In August 2023, the Harford County Circuit Court finally handed down a decision on the wetlands permit appeal. Unfortunately, the Court ruled against CLA and upheld the permit. This decision solidifies how broad the discretion granted to MDE actually is, where an agency can ignore its own science and data, can attempt to circumvent public participation, and has a permit writer that predetermined the approval of the permit before the comment period closed.
This case also highlights deficiencies in legal challenges to permits issued by MDE. Maryland state law is explicit that a challenge to a permit does not stay the permit (in legal terms, a “stay” freezes or puts a judicial or governmental action on hold), nor does it stop a developer that was granted a permit from taking actions authorized by that permit. This means that in a case like Abingdon Woods, despite the fact that our client, the Gunpowder Riverkeeper, had rightfully challenged the developer’s permit in state circuit court (and other required permits for the developer were being challenged in the same court), the Permittee was still allowed to begin clearing the forest and negatively impacting local water resources, all while multiple permit challenges were pending in the state court system.
Another deficiency in the law of permit challenges is that these legal challenges are based on a court’s review of the “record.” The record contains all information presented before MDE, including public comments and letters, and closes at the time MDE makes its decision, meaning no additional information can be added to the record once a permit is approved or denied by MDE. It is only in exceptional circumstances that additional evidence can be added to the record and can be considered by the court. In the case of Abingdon Woods, this standard of judicial review has played out in a horrific fashion. One of CLA’s main contentions before the Court was that for a project of this magnitude and nature, it is inevitable that the development will cause negative impacts to water quality stemming from under-designed and poorly designed stormwater control practices that are certain to result in sedimented runoff flowing from the site and into neighboring waterbodies. MDE conducted no actual analysis of the potential water quality impacts and ignored its own studies and data on the impacted watershed. One study even included a sampling point (an identifier the state assigns to the point where samples of water are taken to determine water quality in raw or treated water) within Abingdon Woods. This does not sound like rational decision-making to us. And to add icing on the cake, the exact fear my client and hundreds of other public commenters warned MDE about has happened: sedimented runoff is constantly flowing from the site and entering downstream waterways. This has been documented by the community on the ground and by MDE inspectors, from the air with drone and plane footage, and on the ground by those fighting to preserve this patch of green space.

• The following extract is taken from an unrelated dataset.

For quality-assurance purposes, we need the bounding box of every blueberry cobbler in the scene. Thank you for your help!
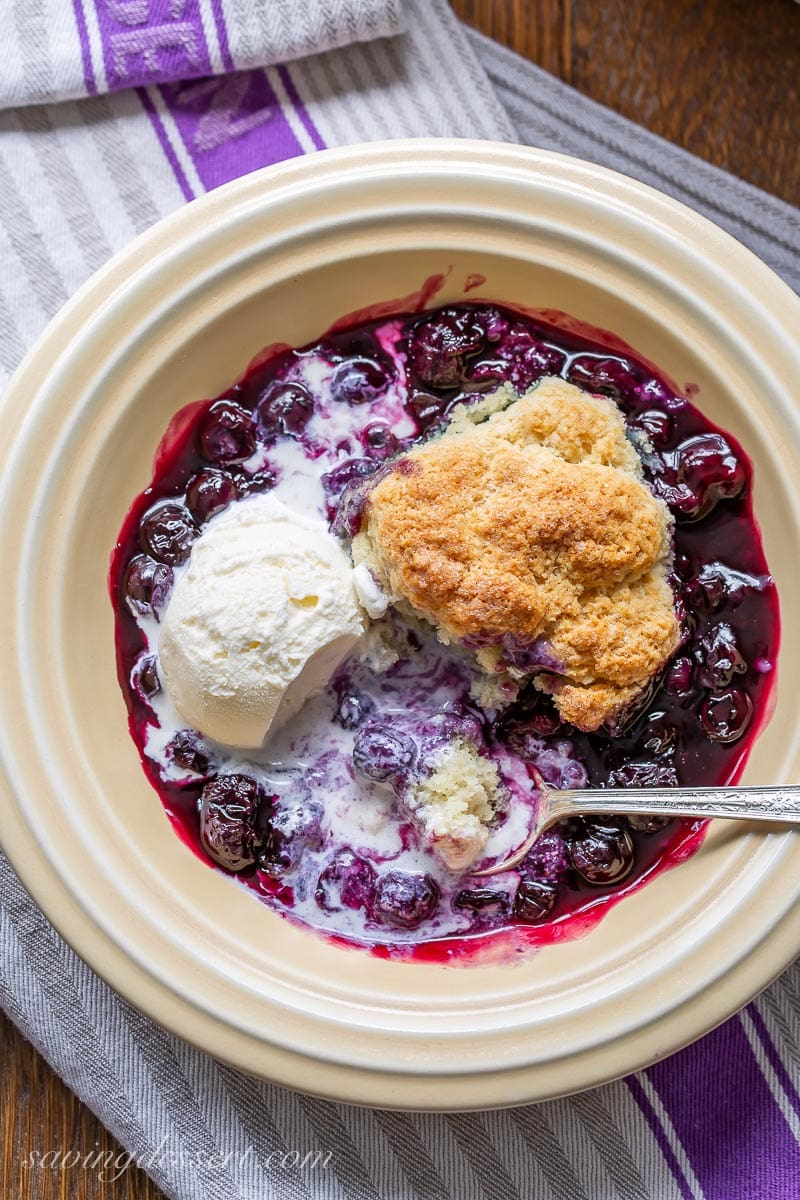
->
[110,302,778,958]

If this is a rational decision by MDE then how can the public have any faith that the State will meet its lofty wetlands goals of no net loss and wise use of nontidal wetlands? Allowing any wetlands and waterways diminishment for a project like this is not wise use and will certainly not result in a net resource gain in Maryland’s nontidal wetlands. CLA is committed to addressing these deficiencies through any means necessary because it is time that MDE and counties hold developers accountable for their sediment pollution.